Fundamentalisme ini, seperti yang selalu terjadi, menciptakan permusuhan yang kuat terhadap orang-orang yang dipandang sebagai "yang lain", dan meskipun sebagian besar orang Denmark beragama Kristen pada abad ke-11, mereka dipandang sebagai musuh Tuhan dan kedatangannya yang kedua. Aethelred, mungkin didukung oleh badan penasihatnya - Witan - memutuskan bahwa ia dapat menyelesaikan kedua masalah ini sekaligus, dengan memerintahkan orang-orang Kristennya untukmembantai Dane.

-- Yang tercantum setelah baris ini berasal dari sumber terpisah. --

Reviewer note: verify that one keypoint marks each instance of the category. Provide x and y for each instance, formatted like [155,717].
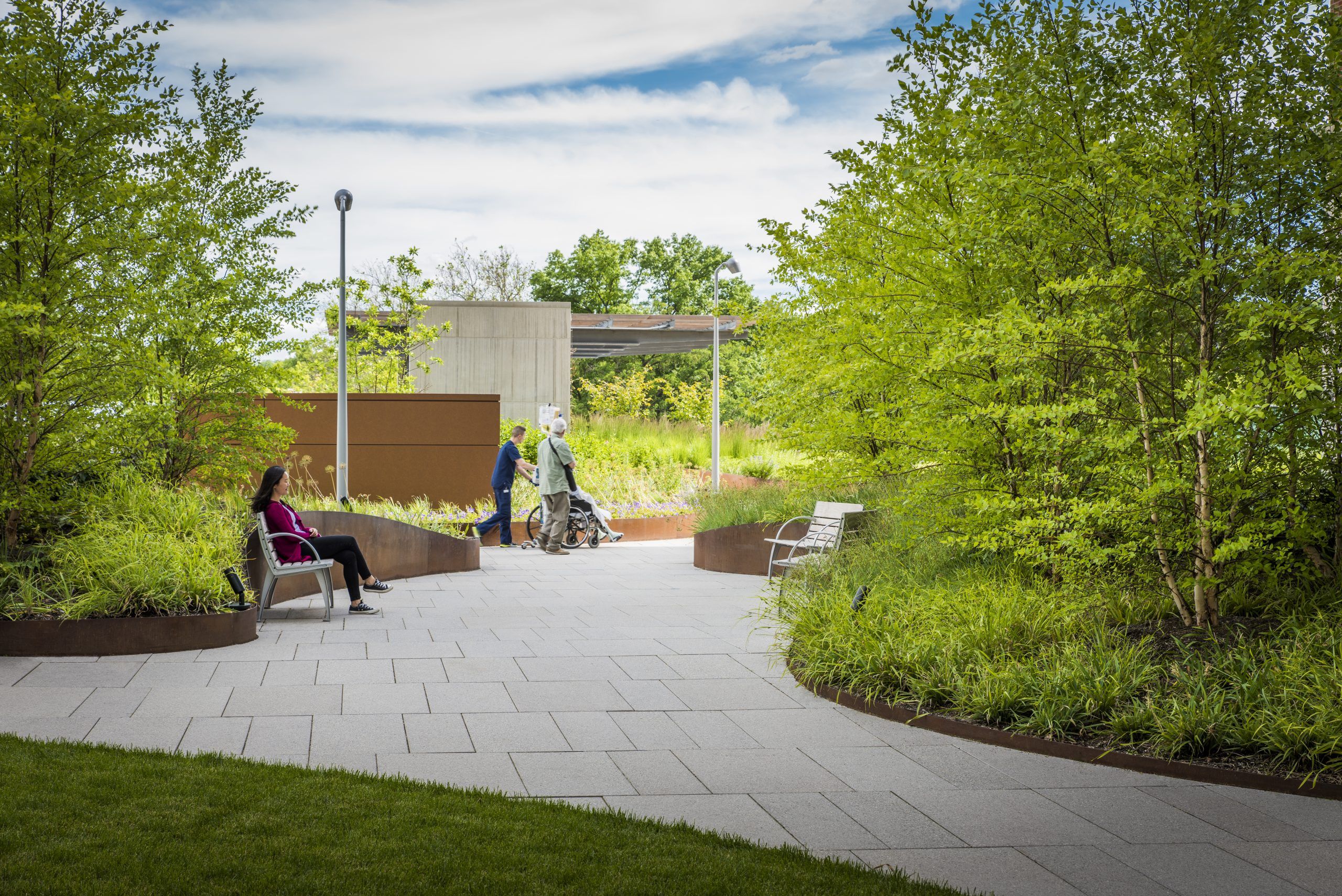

Karena beberapa dari "orang asing" ini telah menetap sebagai tentara bayaran dan kemudian berpaling dari majikan mereka untuk bergabung dengan rekan-rekan senegaranya, mengobarkan kebencian di antara orang-orang Inggris yang terkepung tidaklah sulit. Pada tanggal 13 November 1002, dalam apa yang dikenal sebagai Pembantaian Hari St Brice, pembunuhan orang-orang Denmark dimulai.
Lihat juga: Apakah Perang Mawar Berakhir pada Pertempuran Tewkesbury?Kita tidak dapat mengetahui sekarang seberapa luas percobaan genosida ini. Kehadiran Denmark di timur laut dan di sekitar York masih terlalu kuat untuk sebuah percobaan pembantaian, sehingga pembunuhan mungkin terjadi di tempat lain.
Namun, kami memiliki banyak bukti bahwa serangan di bagian lain negara ini menelan banyak korban, termasuk Gunhilde, saudari Raja Denmark, dan suaminya, Jarl Denmark dari Devon.
Lebih jauh lagi, pada tahun 2008, sebuah penggalian di St John's college Oxford mengungkapkan mayat 34-38 pemuda asal Skandinavia yang ditikam berulang kali dan dibacok sampai mati, mungkin oleh massa yang hiruk-pikuk. Akan sangat mudah untuk mengatakan bahwa pembunuhan semacam itu terjadi di seluruh kerajaan Aethelred.
Genosida membuat segalanya menjadi lebih buruk
Seperti halnya pembayaran Danegeld, konsekuensi dari pembantaian itu sudah dapat diprediksi. Sweyn Forkbeard, Raja Denmark yang tangguh, tidak akan melupakan pembunuhan saudara perempuannya. Pada tahun 1003 ia melancarkan serangan ganas ke selatan Inggris, dan selama sepuluh tahun berikutnya mendorong panglima perang Viking lainnya untuk melakukan hal yang sama.
Kemudian, pada tahun 1013, ia kembali dan melakukan apa yang belum pernah dilakukan oleh Viking lainnya. Dia mengalahkan Aethelred, berbaris ke London, dan mengklaim tanah itu sebagai miliknya sendiri. Putra Sweyn, Cnut, akan menyelesaikan pekerjaan itu pada tahun 1016 dan kerajaan Aethelred menjadi perpanjangan dari Kekaisaran Denmark yang sedang tumbuh. Berkat pembantaian Hari St Brice, Denmark telah menang.
Meskipun pemerintahan Saxon dipulihkan secara singkat setelah kematian Cnut, warisan Aethelred adalah warisan yang pahit. Tindakan genosida yang keji itu, jauh dari menyelesaikan masalahnya, justru menghancurkan kerajaannya. Dia meninggal pada tahun 1016, terperangkap di London saat pasukan Cnut yang menang merebut negaranya.